注:すべてのオブジェクトに適用される既定のドメインポリシーではなく、特定のドメインだけに設定したい場合は、リンクされたGPOを新規作成して編集してください。
- ポリシーエディターの左ペインで、次の場所へ移動します。
コンピューターの構成\管理用テンプレート\コントロール パネル\個人設定

- 一覧にある「特定の背景色とアクセント カラーを強制する」ポリシーをダブルクリックします。設定を[未構成]から[有効]に変更し、RGB形式の16進数でカラー値を入力します。最後に[適用]/[OK]をクリックして変更を保存します。
注:ここでは赤と青の2つの値を設定しています。任意の色を指定できますが、白いテキストとのコントラスト比が2:1を満たす色を選ぶようにしてください。
- 背景色とアクセントカラーが実際に変更されているかどうかを確認します。
方法2:レジストリキーで背景色とアクセントカラーを指定する
同じ設定を実現するもう1つの方法が、レジストリキーの利用です。ポリシーと同様の効果が得られますが、設定に必要なキー/値が存在しない場合は自分で作成する必要があります。レジストリキーはGPO経由で配布するのが一般的です。背景色とアクセントカラーには、それぞれ個別のキーが必要になります。以下の手順で設定しましょう。
- システム上でサーバーマネージャーを開き、ダッシュボード右上のツールメニューからグループポリシーの管理を選択します。

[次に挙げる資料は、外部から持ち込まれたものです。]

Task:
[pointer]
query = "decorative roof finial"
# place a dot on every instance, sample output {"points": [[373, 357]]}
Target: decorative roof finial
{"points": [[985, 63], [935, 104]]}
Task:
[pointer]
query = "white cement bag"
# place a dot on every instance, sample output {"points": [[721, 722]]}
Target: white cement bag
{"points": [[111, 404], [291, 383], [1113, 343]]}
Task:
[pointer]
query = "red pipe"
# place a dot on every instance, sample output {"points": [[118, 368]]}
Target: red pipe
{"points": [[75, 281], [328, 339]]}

- ドメインを右クリックし、このドメインに GPO を作成し、このコンテナーにリンクするを選択します。任意の名前を付けて[OK]をクリックします。
注:ここでは例として「Registry Key」という名前を付けています。
- 新しく作成したGPOの設定タブを開き、コンピューターの構成を右クリックして編集を選択します。

- 次の場所にあるレジストリへ移動し、右クリックして新規 > レジストリ項目を選択します。
コンピューターの構成\基本設定\Windows の設定\レジストリ

- ハイブとしてHKEY_LOCAL_MACHINEを選択し、キーのパス欄に以下のパスを入力します。
HKEY_LOCAL_MACHINE\Software\Policies\Microsoft\Windows\Personalization
- 値の名前に「PersonalColors_Background」と入力します。値の種類として文字列(REG_SZ)を選び、値のデータにカラーコード(HEX)を入力します。[OK]をクリックして変更を保存します。

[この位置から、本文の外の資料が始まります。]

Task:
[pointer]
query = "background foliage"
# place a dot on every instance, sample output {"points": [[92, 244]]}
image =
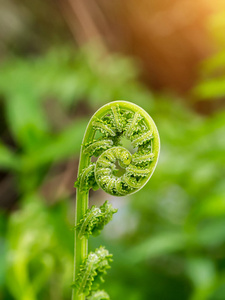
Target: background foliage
{"points": [[168, 239]]}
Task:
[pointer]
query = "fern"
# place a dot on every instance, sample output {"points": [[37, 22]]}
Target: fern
{"points": [[103, 136]]}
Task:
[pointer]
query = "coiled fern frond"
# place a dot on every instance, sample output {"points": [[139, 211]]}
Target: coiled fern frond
{"points": [[118, 171]]}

- 同様に、同じキーのパスとハイブでもう1つのレジストリ項目を作成し、値の名前に「PersonalColors_Accent」と入力します。値の種類を文字列に変更し、値のデータにアクセントカラーのHEXコードを入力して[OK]をクリックします。

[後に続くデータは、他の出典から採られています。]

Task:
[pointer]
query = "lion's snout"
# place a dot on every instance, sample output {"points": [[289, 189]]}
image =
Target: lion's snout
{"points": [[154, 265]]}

- すべての変更が完了したら、クライアント側でコンピューターを再起動し、設定を確実に反映させます。
以上の手順により、背景色とアクセントカラーを組織全体で統一し、ユーザーによる意図しない変更を防ぐことができます。元の状態に戻したい場合は、ポリシーを「未構成」に戻す、または作成したレジストリ項目を削除してください。